In letzter Zeit wird seitens offizieller Vertreter bestimmter Unternehmen künstlicher und unnötiger Druck auf BetreiberInnen von Frankfurter Wasserhäuschen, Trinkhallen oder Kiosken aufgebaut. Dieser Druck fußt in erster Linie auf angeblichen Beschwerden in unserem Namen bzw. „direkt von uns“. Besorgte oder enttäuschte BetreiberInnen sind an uns herangetreten und baten um Klarheit. Aus diesem Grund nehmen wir im Folgenden zu den Vorwürfen Stellung und sehen uns gezwungen, erneut auf die Prämissen unseres Handelns hinzuweisen.

Was ist passiert?

Konkret handelt es sich um angebliche Beschwerden unsererseits, die sich laut den Aussagen, die wir eingefangen haben, konkret gegen einzelne Betreiber richten. Angeblich würden wir uns über Umnutzungen, Geschäftsmodelle, Verkaufsstrategien oder Zielgruppen empören und konkrete Schritte in Form von offiziellen Beschwerden, z.B. an die Radeberger Gruppe, einleiten. Dabei werden sowohl konkret der Name Linie 11 als auch einzelne persönliche Vornamen genannt.
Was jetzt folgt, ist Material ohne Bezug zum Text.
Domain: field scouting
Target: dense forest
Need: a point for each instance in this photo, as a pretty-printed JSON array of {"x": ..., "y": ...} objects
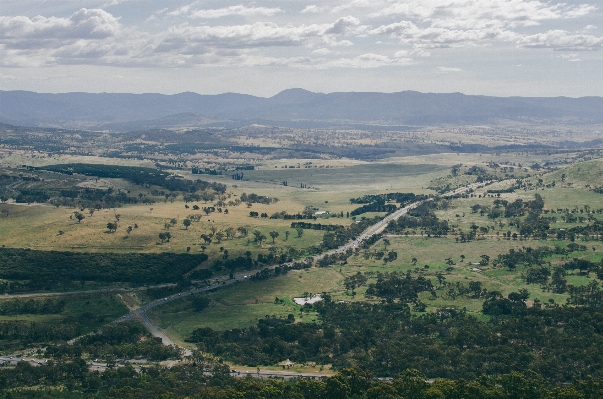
[
  {"x": 387, "y": 338},
  {"x": 137, "y": 175},
  {"x": 206, "y": 380},
  {"x": 138, "y": 268}
]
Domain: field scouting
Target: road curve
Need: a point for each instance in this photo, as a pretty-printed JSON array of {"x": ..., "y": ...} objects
[{"x": 377, "y": 228}]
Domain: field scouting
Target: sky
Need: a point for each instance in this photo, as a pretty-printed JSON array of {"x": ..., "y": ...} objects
[{"x": 487, "y": 47}]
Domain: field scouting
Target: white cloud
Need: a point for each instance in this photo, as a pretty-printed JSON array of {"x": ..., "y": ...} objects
[
  {"x": 312, "y": 9},
  {"x": 235, "y": 10},
  {"x": 23, "y": 32},
  {"x": 322, "y": 51},
  {"x": 195, "y": 35},
  {"x": 343, "y": 25},
  {"x": 562, "y": 40},
  {"x": 449, "y": 69}
]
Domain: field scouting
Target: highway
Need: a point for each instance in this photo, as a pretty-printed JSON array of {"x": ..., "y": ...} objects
[{"x": 140, "y": 313}]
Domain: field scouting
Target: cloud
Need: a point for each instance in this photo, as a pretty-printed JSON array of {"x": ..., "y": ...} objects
[
  {"x": 448, "y": 69},
  {"x": 322, "y": 51},
  {"x": 561, "y": 40},
  {"x": 193, "y": 34},
  {"x": 519, "y": 12},
  {"x": 187, "y": 38},
  {"x": 23, "y": 32},
  {"x": 343, "y": 25},
  {"x": 312, "y": 9},
  {"x": 367, "y": 60},
  {"x": 235, "y": 10}
]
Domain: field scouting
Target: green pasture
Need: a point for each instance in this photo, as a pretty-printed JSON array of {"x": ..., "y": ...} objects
[{"x": 241, "y": 305}]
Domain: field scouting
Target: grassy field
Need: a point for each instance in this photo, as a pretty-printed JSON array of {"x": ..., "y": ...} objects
[{"x": 241, "y": 305}]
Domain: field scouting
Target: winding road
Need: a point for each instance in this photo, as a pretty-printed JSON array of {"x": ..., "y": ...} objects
[{"x": 140, "y": 313}]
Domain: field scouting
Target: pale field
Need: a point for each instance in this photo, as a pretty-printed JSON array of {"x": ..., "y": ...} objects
[
  {"x": 241, "y": 305},
  {"x": 37, "y": 226}
]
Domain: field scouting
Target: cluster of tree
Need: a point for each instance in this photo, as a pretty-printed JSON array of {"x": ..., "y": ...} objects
[
  {"x": 297, "y": 216},
  {"x": 205, "y": 171},
  {"x": 595, "y": 229},
  {"x": 338, "y": 237},
  {"x": 354, "y": 281},
  {"x": 377, "y": 202},
  {"x": 422, "y": 217},
  {"x": 328, "y": 260},
  {"x": 129, "y": 340},
  {"x": 526, "y": 256},
  {"x": 25, "y": 264},
  {"x": 269, "y": 273},
  {"x": 481, "y": 174},
  {"x": 138, "y": 175},
  {"x": 27, "y": 196},
  {"x": 31, "y": 306},
  {"x": 316, "y": 226},
  {"x": 21, "y": 333},
  {"x": 257, "y": 199},
  {"x": 589, "y": 295},
  {"x": 374, "y": 207},
  {"x": 386, "y": 339},
  {"x": 395, "y": 286},
  {"x": 401, "y": 198},
  {"x": 205, "y": 379}
]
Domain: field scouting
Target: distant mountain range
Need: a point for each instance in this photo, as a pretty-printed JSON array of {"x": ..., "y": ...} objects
[{"x": 292, "y": 107}]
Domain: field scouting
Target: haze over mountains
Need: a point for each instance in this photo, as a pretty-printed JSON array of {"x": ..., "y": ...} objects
[{"x": 293, "y": 107}]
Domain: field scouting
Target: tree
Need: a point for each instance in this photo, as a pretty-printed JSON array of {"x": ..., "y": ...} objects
[
  {"x": 165, "y": 236},
  {"x": 162, "y": 237},
  {"x": 78, "y": 216},
  {"x": 274, "y": 234},
  {"x": 258, "y": 236},
  {"x": 230, "y": 233},
  {"x": 243, "y": 230},
  {"x": 200, "y": 303}
]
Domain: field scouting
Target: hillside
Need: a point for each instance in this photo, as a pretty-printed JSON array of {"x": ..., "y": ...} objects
[{"x": 293, "y": 107}]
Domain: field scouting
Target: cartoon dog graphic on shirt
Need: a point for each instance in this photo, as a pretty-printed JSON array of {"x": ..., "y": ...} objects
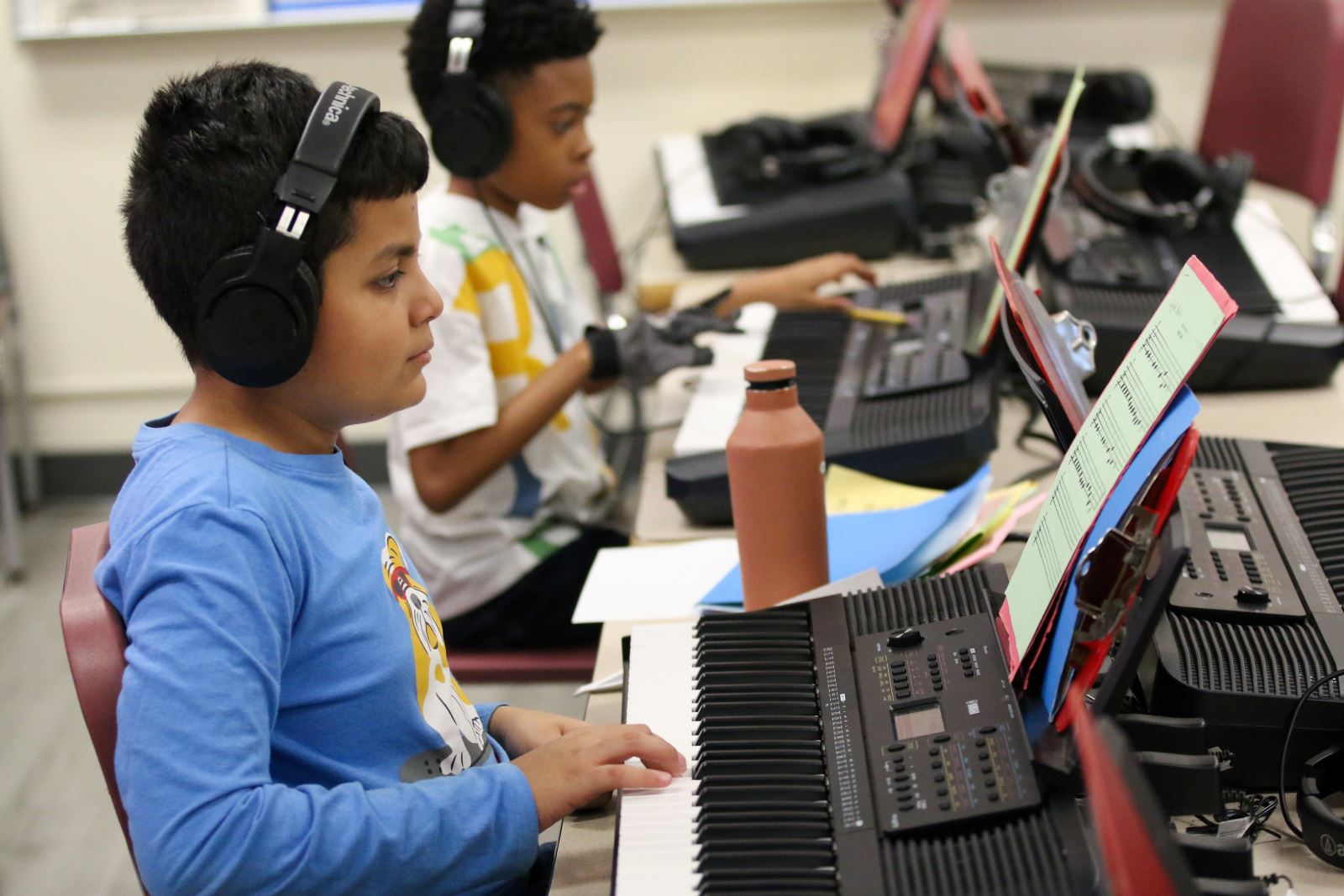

Was haben wir dazu zu sagen?

Zunächst einmal: Völliger Blödsinn. Seit 2010 kämpfen wir für den Erhalt der Frankfurter Trinkhallenkultur. Drei der definierten Kernziele dabei sind

  • Erhalt der Bauten
  • Erhalt der Kultur rund um das Thema Wasserhäuschen
  • Förderung von Innovativen Konzepten und Vermittlung

Unter anderem auf diesen drei Zielen fußt unsere gesamte Arbeit. Alles was wir tun bringen wir mit diesen Zielen in Einklang und prüfen fortlaufend, ob wir damit noch auf dem richtigen Weg sind.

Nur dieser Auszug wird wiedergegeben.